As side dishes, we just had some crackers, cheese, cold cuts, etc off to the side. Along with the loaf of banana bread (made with guidance from Gluten Free Gobsmacked), we were all stuffed by the end of the afternoon. And the banana bread was devoured, I kid you not.

Sorry I only have one photo this time around - I was too busy cooking and eating and enjoying the company to go crazy with the camera!

Potato Zucchini Breakfast Casserole

Boil the potatoes the night before and let them sit in the fridge overnight.
The proportions in this recipe are open to your own interpretation. My original served about 12 people and used 16 eggs. I've scaled this down to feed about 4, but you can adjust it as you like - I think it would be hard to go too far wrong.


Ingredients:

1-1.5 lbs potatoes (or about 4 fist-sized potatoes)
1/2 lb zucchini (2-3 medium zucchini)
1 leek
1/2 - 3/4 c. shredded cheese (I suggest Swiss)
5 eggs
3 Tbs. milk
1 tsp. salt, divided
1/2 tsp. rosemary
1/4 -1/2 tsp. garlic powder
1/4 tsp. black pepper

Preheat your oven to 350° and lightly butter or grease the bottom and sides of an 8x8 or 9x9 in. casserole dish.

1. Prep work:
Slice the potatoes thinly, cutting lengthwise along the potato. About 1/8 in. is good, but you can always go thicker or thinner according to preference. Slice the zucchini into rounds as thinly as you can. Trim the tough, leafy end off the leak - you can leave some of the green part attached, but make sure it's just the thinner, tender part. Slice the leek thinly and then chop haphazardly into smaller bits.

In a medium-sized bowl, beat the eggs with the milk and 1/2 tsp. salt until light and fluffy.

2. Assembly
Start with a layer of potatoes at the bottom of the casserole dish. Overlap the slices a little bit, like you would for lasagna noodles. Sprinkle about half of the chopped leeks over the top, then half the shredded cheese.

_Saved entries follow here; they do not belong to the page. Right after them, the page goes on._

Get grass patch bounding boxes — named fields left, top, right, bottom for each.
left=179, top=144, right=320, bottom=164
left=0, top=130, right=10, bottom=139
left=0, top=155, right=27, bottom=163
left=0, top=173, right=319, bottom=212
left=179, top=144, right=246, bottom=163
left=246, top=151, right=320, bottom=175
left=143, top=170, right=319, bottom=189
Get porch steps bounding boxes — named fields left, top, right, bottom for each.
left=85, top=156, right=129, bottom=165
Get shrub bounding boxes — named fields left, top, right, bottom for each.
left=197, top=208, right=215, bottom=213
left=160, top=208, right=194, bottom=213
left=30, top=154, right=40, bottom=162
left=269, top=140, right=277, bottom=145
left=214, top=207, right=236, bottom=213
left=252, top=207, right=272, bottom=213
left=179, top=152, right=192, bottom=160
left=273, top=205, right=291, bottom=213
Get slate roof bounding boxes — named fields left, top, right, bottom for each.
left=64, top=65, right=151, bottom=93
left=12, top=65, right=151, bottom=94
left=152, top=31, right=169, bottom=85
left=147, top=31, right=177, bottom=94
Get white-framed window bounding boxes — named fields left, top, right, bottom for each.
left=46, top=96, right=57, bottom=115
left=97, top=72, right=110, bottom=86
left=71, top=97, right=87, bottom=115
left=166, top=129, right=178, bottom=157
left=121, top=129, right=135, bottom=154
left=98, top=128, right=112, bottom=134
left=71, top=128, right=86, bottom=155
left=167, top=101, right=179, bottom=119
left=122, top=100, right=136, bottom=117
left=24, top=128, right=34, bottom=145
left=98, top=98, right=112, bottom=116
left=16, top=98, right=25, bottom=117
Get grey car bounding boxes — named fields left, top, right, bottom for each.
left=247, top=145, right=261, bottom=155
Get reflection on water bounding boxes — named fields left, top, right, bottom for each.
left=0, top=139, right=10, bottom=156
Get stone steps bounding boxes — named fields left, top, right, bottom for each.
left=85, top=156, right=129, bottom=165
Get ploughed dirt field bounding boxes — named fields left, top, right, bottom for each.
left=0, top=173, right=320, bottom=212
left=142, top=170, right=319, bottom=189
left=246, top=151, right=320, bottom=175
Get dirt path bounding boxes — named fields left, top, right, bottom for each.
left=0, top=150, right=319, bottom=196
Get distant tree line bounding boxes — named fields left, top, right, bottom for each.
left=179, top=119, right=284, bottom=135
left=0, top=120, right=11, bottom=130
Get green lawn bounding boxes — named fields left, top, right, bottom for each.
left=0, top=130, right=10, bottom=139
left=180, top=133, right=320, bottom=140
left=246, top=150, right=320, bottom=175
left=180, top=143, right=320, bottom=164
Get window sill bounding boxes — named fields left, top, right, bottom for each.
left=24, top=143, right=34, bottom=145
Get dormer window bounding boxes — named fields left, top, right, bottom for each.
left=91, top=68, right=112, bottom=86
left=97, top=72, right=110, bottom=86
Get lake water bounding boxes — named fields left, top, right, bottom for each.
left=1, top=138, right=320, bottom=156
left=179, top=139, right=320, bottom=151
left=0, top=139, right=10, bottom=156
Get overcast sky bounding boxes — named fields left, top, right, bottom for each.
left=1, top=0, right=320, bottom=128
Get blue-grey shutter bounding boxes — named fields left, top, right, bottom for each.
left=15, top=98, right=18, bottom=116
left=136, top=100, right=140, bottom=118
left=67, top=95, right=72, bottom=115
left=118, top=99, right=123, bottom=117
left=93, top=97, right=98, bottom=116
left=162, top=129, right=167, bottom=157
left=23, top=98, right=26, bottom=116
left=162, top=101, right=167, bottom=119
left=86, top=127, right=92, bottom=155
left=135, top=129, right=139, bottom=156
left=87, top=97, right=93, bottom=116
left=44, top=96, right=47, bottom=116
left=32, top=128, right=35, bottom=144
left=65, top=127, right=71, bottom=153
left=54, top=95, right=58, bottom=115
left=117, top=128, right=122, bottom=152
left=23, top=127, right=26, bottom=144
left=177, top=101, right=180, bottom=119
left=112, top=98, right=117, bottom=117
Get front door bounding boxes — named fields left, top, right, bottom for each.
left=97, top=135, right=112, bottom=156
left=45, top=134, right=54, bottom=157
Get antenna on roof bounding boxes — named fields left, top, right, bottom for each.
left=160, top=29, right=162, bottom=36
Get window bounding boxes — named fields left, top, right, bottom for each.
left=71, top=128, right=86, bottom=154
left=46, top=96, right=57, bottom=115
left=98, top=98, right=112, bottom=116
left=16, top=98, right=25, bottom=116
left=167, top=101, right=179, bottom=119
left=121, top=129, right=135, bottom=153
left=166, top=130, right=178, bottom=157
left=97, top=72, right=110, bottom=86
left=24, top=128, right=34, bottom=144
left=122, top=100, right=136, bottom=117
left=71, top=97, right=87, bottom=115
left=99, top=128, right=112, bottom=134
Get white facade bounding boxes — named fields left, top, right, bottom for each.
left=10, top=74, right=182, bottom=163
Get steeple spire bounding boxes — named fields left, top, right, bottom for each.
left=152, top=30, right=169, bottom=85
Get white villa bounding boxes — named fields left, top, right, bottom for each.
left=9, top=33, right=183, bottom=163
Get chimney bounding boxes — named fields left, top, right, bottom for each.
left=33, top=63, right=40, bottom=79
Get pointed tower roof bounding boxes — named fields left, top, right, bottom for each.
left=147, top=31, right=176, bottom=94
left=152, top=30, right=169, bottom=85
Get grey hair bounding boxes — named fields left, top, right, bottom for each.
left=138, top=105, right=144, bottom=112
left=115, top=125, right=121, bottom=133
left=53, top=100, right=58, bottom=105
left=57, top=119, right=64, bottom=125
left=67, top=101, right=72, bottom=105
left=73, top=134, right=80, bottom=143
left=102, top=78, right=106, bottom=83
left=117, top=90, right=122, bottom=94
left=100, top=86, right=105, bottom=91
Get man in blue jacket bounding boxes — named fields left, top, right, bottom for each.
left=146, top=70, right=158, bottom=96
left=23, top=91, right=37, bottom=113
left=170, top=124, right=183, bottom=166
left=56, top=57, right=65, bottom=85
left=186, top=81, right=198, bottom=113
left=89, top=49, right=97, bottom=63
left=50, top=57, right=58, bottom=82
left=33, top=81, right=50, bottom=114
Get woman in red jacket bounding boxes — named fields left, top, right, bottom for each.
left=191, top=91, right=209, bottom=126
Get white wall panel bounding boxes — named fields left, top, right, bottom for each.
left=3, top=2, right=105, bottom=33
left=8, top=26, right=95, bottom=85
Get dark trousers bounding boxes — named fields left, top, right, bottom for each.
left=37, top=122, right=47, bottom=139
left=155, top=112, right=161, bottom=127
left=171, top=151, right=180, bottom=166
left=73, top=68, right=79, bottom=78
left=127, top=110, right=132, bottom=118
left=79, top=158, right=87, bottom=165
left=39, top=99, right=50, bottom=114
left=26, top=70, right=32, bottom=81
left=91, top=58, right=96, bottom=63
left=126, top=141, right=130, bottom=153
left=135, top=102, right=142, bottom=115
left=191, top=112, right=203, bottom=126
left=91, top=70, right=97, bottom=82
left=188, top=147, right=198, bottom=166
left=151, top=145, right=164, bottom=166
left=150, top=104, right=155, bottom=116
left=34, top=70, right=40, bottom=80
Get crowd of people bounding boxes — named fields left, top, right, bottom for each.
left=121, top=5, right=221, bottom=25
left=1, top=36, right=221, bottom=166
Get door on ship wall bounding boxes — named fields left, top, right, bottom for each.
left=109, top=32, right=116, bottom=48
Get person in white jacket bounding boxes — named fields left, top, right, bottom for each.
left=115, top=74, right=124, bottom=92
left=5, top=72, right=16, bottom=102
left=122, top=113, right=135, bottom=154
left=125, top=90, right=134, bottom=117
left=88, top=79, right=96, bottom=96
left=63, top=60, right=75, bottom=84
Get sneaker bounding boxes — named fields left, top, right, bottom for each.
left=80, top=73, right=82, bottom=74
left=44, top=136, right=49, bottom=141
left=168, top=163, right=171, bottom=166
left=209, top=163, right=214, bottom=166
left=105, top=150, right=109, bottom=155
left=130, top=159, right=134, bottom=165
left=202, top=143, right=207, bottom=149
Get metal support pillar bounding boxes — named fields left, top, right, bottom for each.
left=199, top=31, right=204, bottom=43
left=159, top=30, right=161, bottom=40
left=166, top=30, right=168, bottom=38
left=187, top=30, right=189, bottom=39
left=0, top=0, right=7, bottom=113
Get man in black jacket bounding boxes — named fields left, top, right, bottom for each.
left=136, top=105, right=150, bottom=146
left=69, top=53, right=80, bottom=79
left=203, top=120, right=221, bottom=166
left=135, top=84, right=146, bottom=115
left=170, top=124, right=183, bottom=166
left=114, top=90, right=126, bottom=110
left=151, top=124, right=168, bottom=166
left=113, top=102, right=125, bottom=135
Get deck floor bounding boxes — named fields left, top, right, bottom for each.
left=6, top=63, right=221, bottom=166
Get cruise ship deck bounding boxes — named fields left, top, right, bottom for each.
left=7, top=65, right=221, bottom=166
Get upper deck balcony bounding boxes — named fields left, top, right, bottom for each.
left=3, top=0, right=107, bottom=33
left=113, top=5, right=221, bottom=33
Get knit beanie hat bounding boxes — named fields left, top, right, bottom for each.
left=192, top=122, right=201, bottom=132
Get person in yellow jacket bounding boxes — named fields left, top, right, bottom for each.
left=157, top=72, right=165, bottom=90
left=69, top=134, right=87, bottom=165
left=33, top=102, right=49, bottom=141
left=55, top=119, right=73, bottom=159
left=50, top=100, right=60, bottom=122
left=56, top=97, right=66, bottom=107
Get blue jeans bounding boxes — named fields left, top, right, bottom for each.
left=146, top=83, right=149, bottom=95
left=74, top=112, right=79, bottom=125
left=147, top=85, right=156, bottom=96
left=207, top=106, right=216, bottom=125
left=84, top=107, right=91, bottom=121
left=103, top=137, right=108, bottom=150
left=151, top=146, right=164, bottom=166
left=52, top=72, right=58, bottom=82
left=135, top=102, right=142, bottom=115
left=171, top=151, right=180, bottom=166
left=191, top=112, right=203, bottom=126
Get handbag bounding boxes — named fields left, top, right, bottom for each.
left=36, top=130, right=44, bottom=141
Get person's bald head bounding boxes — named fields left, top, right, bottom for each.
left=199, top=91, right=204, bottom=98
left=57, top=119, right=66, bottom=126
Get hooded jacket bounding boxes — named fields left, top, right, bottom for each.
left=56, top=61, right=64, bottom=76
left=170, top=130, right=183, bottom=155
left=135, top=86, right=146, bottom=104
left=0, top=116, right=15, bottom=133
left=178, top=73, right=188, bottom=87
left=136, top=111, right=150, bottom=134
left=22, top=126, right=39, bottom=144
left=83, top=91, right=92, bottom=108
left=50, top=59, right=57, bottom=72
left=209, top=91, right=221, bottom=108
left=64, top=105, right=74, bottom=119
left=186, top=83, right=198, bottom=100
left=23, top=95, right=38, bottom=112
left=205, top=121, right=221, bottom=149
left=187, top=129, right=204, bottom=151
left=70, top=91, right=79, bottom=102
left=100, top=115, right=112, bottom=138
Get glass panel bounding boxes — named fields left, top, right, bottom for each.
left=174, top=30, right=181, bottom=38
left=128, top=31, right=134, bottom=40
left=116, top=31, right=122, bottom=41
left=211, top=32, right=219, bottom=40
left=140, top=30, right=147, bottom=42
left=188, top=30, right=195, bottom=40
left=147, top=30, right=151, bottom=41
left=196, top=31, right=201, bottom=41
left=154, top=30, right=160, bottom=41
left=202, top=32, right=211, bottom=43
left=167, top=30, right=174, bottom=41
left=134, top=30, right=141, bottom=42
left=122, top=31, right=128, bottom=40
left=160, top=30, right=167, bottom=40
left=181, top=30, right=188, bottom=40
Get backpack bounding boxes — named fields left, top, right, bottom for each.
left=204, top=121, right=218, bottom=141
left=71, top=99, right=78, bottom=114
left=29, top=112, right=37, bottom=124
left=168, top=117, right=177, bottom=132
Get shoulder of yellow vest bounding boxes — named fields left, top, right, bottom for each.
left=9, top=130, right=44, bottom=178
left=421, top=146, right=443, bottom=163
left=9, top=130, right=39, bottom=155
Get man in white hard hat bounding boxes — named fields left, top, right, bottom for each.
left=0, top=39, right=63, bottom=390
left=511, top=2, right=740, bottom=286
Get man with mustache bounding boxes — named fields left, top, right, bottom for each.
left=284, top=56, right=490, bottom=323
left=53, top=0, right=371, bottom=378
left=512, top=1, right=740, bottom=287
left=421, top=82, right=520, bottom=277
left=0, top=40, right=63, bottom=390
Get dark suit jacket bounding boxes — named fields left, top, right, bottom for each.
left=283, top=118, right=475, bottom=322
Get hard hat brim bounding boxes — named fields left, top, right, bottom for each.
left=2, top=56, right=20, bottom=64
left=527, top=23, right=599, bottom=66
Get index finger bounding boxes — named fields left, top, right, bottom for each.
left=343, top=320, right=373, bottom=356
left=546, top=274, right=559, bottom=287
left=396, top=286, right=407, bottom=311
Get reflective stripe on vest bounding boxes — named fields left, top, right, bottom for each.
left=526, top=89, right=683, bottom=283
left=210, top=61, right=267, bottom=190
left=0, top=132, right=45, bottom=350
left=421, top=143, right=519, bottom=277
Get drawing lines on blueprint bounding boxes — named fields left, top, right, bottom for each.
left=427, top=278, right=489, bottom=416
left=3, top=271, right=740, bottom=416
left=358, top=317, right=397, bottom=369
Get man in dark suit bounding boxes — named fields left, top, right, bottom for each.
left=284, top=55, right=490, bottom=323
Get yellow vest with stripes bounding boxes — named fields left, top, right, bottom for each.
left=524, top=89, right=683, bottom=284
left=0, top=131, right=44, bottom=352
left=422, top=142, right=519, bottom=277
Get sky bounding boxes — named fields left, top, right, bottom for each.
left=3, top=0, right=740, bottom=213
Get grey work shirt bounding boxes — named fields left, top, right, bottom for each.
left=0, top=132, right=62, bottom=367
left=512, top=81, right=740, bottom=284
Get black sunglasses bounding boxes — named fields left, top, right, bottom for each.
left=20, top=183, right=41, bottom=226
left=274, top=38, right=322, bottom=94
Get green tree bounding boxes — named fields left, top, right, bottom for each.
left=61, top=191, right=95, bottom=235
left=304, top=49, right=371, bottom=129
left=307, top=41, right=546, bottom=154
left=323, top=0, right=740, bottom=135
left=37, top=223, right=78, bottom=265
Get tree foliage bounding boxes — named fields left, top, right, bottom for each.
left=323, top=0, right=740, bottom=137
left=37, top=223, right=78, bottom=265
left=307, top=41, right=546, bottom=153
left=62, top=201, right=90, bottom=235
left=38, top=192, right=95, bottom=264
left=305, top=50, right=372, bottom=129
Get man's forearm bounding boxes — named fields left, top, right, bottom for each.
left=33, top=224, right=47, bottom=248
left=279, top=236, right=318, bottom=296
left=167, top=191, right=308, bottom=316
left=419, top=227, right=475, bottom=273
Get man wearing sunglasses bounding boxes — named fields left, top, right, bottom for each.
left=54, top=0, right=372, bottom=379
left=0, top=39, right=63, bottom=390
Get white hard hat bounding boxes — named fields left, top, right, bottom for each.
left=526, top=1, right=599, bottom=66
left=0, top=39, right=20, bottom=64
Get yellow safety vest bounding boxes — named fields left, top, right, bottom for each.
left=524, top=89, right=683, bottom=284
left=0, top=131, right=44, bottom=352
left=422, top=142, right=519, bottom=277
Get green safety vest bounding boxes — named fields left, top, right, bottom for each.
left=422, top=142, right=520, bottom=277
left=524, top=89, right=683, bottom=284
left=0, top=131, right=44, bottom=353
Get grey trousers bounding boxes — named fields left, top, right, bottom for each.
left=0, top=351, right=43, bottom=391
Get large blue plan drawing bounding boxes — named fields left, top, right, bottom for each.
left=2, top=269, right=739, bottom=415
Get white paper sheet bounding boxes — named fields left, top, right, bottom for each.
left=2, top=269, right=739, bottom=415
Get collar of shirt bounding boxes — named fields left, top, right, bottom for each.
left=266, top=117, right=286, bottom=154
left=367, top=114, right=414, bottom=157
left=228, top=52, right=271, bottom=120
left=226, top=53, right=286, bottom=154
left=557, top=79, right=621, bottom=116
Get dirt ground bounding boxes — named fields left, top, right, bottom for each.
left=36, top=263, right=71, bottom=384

Follow this up with the zucchini. Cover the the potato-leek-cheese combo completely in zucchini slices, and keep layering until all the zucchini is used up. At this point, sprinkle the rosemary, garlic, pepper, and about 1/2 tsp. of salt over the zucchini.

Top the zucchini layer with a final layer of potatoes, followed by the rest of the leeks and the cheese. Finally, pour the beaten egg over everything. It should fill the casserole dish just to the top of the veggies, but if you find yourself a little low you can beat another egg with a splash of milk and add it in.

Cooking:
Bake the casserole for about 45 min. - 1 hour, until it is set in the middle. Let it cool slightly, and dig in!

2 comments:

Anonymous said...

Wow. This blunch (love that btw!) dish says comfort food for chillier days. Not only that, but it seems like the perfect foil to get more veggies in your diet. I'll bet some chopped spinach would be wonderful in here too.

Kristal said...

You are totally right - this would be great with spinach, either with or in place of the zucchini!